Perkembangan teknologi berbasis algoritma dan sistem kendali membuka peluang besar untuk menjawab berbagai persoalan nyata di masyarakat, mulai dari pengawasan perairan, efisiensi pertanian, hingga pengamatan astronomi. Menjawab peluang tersebut, Prof. Dr. Jamrud Aminuddin, M.Si., Ph.D., dosen Fakultas Matematika dan Ilmu Pengetahuan Alam, mengembangkan tiga inovasi teknologi berdampak, yaitu Drone Intelegen, Drone Sprayer Geriya-2FUSL4B, dan Teleskop Otomatis.

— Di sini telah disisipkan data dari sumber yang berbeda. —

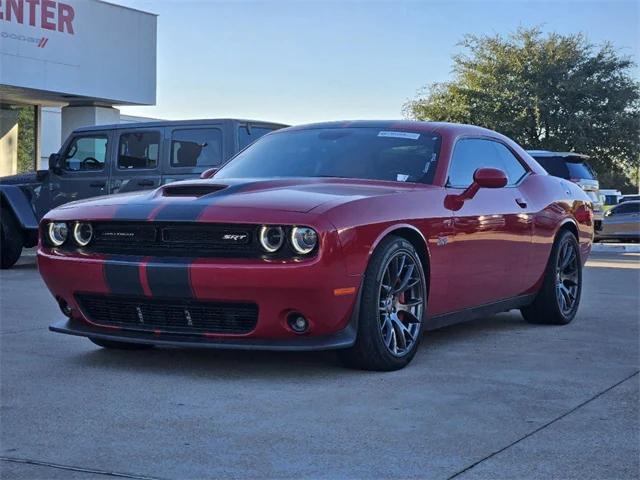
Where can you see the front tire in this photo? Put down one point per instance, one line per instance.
(392, 306)
(113, 345)
(559, 297)
(11, 239)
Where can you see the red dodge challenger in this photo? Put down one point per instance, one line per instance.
(355, 236)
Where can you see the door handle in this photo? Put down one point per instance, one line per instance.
(521, 202)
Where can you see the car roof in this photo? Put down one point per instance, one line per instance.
(415, 125)
(549, 153)
(173, 123)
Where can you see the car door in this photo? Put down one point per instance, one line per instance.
(192, 150)
(493, 230)
(623, 221)
(136, 163)
(85, 169)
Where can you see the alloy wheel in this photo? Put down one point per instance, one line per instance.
(401, 303)
(567, 278)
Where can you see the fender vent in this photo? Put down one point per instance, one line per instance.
(190, 190)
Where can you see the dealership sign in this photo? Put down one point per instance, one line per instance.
(45, 14)
(86, 49)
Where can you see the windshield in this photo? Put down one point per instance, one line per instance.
(364, 153)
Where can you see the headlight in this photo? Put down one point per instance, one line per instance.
(303, 239)
(82, 233)
(271, 238)
(58, 233)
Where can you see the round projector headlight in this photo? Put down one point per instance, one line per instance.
(82, 233)
(271, 238)
(58, 233)
(303, 239)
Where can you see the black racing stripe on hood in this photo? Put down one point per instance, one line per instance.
(191, 211)
(168, 277)
(123, 278)
(135, 211)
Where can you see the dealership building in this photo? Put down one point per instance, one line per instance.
(68, 64)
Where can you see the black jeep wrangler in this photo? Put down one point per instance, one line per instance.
(106, 159)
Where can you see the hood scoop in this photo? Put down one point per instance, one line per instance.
(190, 190)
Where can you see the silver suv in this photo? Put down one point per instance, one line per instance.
(574, 167)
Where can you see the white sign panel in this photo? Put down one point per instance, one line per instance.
(85, 48)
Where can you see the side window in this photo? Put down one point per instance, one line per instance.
(246, 136)
(138, 150)
(196, 148)
(86, 153)
(511, 165)
(626, 208)
(473, 153)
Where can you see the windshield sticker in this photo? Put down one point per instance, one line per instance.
(410, 135)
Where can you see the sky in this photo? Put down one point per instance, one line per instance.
(300, 61)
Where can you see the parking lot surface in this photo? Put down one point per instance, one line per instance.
(493, 398)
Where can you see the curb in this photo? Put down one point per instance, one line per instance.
(616, 247)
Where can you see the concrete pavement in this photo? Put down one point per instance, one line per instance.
(494, 398)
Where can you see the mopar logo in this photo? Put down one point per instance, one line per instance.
(39, 42)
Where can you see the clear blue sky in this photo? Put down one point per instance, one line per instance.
(297, 61)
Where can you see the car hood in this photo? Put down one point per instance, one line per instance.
(185, 200)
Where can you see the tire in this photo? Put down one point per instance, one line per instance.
(388, 320)
(113, 345)
(11, 239)
(557, 301)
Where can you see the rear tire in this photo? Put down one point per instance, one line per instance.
(392, 306)
(113, 345)
(11, 239)
(559, 297)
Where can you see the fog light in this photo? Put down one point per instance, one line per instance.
(303, 239)
(297, 323)
(64, 307)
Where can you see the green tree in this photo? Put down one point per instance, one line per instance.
(26, 139)
(556, 92)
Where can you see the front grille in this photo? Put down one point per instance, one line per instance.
(174, 239)
(171, 316)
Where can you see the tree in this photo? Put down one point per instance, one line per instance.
(555, 92)
(26, 139)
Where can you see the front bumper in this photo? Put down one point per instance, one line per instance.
(343, 339)
(276, 287)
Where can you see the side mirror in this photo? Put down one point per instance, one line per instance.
(482, 178)
(55, 163)
(489, 178)
(208, 173)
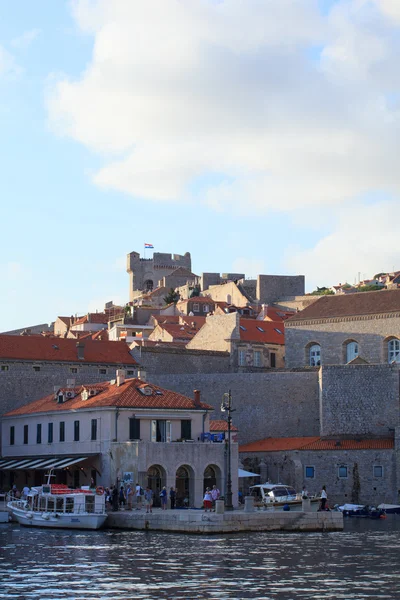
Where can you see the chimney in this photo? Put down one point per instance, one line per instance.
(80, 346)
(142, 375)
(120, 376)
(196, 398)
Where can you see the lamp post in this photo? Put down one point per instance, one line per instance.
(226, 406)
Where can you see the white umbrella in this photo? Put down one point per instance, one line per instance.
(243, 473)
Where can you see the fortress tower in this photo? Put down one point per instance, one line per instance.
(146, 273)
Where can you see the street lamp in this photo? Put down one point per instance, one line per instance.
(226, 406)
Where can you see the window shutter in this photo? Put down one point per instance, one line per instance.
(154, 431)
(168, 432)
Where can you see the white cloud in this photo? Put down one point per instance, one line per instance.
(25, 39)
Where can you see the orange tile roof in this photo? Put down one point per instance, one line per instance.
(316, 443)
(127, 395)
(358, 304)
(39, 348)
(265, 332)
(221, 425)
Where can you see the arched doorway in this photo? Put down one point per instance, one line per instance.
(184, 487)
(156, 479)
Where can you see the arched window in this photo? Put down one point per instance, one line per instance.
(315, 355)
(394, 351)
(351, 351)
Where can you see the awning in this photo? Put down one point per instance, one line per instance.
(53, 462)
(243, 473)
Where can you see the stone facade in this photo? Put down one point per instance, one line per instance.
(146, 273)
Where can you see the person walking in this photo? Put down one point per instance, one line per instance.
(324, 498)
(164, 498)
(148, 498)
(207, 500)
(172, 497)
(139, 494)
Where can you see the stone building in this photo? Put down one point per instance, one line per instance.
(116, 431)
(338, 329)
(147, 273)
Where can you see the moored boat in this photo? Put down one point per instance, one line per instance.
(56, 505)
(281, 497)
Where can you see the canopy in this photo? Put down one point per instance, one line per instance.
(243, 473)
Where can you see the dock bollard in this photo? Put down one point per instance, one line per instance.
(249, 504)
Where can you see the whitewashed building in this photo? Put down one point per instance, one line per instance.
(113, 432)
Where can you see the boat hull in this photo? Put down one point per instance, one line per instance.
(59, 521)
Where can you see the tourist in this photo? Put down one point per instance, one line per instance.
(207, 500)
(172, 497)
(164, 498)
(129, 496)
(122, 497)
(324, 498)
(114, 497)
(148, 498)
(139, 494)
(215, 494)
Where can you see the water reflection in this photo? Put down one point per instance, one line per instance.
(360, 563)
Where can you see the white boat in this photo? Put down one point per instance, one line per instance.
(279, 496)
(56, 505)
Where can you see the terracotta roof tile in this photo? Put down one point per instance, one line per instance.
(39, 348)
(358, 304)
(127, 395)
(316, 443)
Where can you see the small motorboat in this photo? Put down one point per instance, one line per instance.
(280, 496)
(361, 510)
(56, 505)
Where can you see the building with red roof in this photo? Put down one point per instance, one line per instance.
(113, 432)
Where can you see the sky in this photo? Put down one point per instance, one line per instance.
(261, 136)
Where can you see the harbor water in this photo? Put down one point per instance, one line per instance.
(362, 562)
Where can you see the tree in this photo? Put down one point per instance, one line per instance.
(171, 297)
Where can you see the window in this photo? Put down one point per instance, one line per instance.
(76, 431)
(39, 433)
(62, 431)
(160, 431)
(351, 351)
(186, 429)
(315, 355)
(134, 428)
(394, 351)
(310, 472)
(93, 430)
(50, 433)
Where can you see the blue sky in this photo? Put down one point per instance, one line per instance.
(259, 136)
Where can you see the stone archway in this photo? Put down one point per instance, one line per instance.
(156, 479)
(184, 484)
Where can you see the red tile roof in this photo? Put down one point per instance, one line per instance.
(358, 304)
(316, 443)
(221, 425)
(127, 395)
(266, 332)
(39, 348)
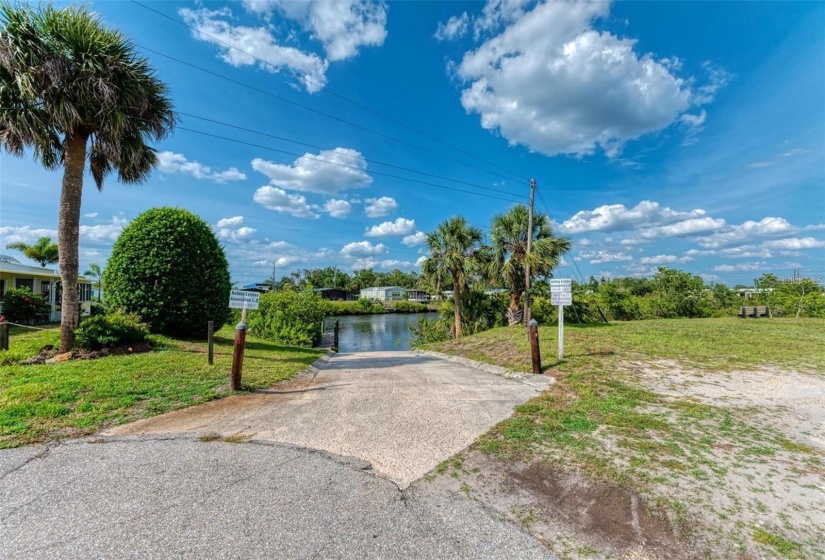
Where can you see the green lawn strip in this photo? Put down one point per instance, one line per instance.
(45, 402)
(600, 419)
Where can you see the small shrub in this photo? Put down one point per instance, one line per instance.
(96, 309)
(168, 267)
(22, 306)
(289, 317)
(106, 331)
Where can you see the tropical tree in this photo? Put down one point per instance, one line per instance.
(44, 251)
(455, 250)
(97, 273)
(508, 236)
(74, 90)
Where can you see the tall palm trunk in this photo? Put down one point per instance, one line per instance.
(457, 307)
(68, 232)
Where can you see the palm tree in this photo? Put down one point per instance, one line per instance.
(508, 235)
(73, 90)
(97, 273)
(44, 251)
(454, 247)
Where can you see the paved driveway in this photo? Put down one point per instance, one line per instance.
(403, 412)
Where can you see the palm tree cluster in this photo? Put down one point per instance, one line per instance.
(459, 254)
(74, 91)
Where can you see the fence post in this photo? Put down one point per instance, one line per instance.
(210, 340)
(535, 353)
(4, 336)
(237, 355)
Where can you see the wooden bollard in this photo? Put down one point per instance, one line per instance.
(535, 353)
(237, 356)
(210, 337)
(4, 336)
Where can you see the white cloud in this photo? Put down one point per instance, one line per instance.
(617, 217)
(337, 208)
(170, 162)
(684, 228)
(400, 227)
(362, 249)
(747, 232)
(743, 266)
(329, 172)
(551, 82)
(258, 44)
(388, 264)
(273, 198)
(342, 26)
(455, 28)
(227, 229)
(377, 207)
(795, 243)
(602, 256)
(665, 259)
(416, 238)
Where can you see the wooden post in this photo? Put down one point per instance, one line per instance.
(535, 353)
(210, 341)
(4, 336)
(237, 354)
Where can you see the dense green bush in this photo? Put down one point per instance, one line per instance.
(289, 317)
(106, 331)
(22, 306)
(168, 267)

Drone Intelegen, Solusi Atasi Illegal Fishing di Perairan Indonesia
Inovasi pertama, Drone Intelegen, merupakan sistem pemantau kapal berbasis Unmanned Aerial Vehicle (UAV) yang dirancang sebagai solusi untuk mengatasi permasalahan illegal fishing di perairan Indonesia.

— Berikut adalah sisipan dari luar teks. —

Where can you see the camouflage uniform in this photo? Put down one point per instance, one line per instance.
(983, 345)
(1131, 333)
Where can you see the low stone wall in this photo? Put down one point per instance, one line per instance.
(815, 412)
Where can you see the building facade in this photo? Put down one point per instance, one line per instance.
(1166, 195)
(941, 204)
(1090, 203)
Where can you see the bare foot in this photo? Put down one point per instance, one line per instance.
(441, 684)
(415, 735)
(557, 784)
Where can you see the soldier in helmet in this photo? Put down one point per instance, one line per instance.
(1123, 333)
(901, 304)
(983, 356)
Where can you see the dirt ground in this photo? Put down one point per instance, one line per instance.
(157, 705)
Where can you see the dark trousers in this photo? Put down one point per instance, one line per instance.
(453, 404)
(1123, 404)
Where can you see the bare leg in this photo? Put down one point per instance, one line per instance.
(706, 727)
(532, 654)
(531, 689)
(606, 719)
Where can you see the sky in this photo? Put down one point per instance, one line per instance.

"Drone Intelegen (Sistem Pemantau Kapal Berbasis UAV) adalah solusi untuk mengatasi permasalahan illegal fishing di perairan Indonesia," ujar Prof. Jamrud.
Proses assembly Drone Intelegen ini dilaksanakan bekerja sama dengan PT Bandung Mekhatronika Teknologi, sebagai bentuk kolaborasi antara riset kampus dan industri teknologi dirgantara.
Drone Sprayer Geriya-2FUSL4B, Jawab Keterbatasan Drone Konvensional
Inovasi kedua, Drone Sprayer Geriya-2FUSL4B, dikembangkan sebagai respons terhadap permasalahan drone sprayer konvensional yang memiliki underweld atau sudut bagian bawah terlalu besar, sehingga tidak efisien digunakan pada tanaman berbatang lemah seperti padi dan sayuran.
Drone ini dikembangkan melalui kerja sama dengan PT FROOSS dan NBRI (National Battery Research Indonesia), sehingga menghadirkan solusi penyemprotan yang lebih presisi dan sesuai dengan karakteristik tanaman pangan di Indonesia.
Teleskop Otomatis, Dukung Ketepatan Rukyatul Hilal
Inovasi ketiga, Teleskop Otomatis, dikembangkan untuk mendukung kegiatan Rukyatul Hilal. Teleskop ini dilengkapi mounting otomatis yang terhubung dengan koordinat langit, sehingga mampu menunjukkan posisi hilal secara langsung dan lebih akurat.
Teknologi ini ditargetkan untuk dikomersialkan kepada Tim Hisab-Rukyah di seluruh Indonesia, sehingga dapat meningkatkan akurasi pengamatan hilal dalam penentuan awal bulan Hijriah secara nasional.
Perkuat Kerja Sama Industri Menuju Hilirisasi dan Komersialisasi
Ketiga inovasi ini merupakan wujud nyata pemanfaatan algoritma dan sistem kendali untuk menjawab persoalan di berbagai sektor, mulai dari kedaulatan maritim, pertanian, hingga keagamaan. Pada 2025, ketiga inovasi ini telah menjalin kerja sama dengan sejumlah mitra industri, dan pada periode selanjutnya diarahkan menuju tahap hilirisasi dan komersialisasi secara lebih luas.
Melalui ketiga inovasi teknologi berdampak ini, Jamrud menegaskan komitmen Fakultas Matematika dan Ilmu Pengetahuan Alam dalam menghasilkan riset terapan yang aplikatif, sekaligus memperkuat sinergi antara akademisi dan industri untuk menghadirkan solusi nyata bagi masyarakat.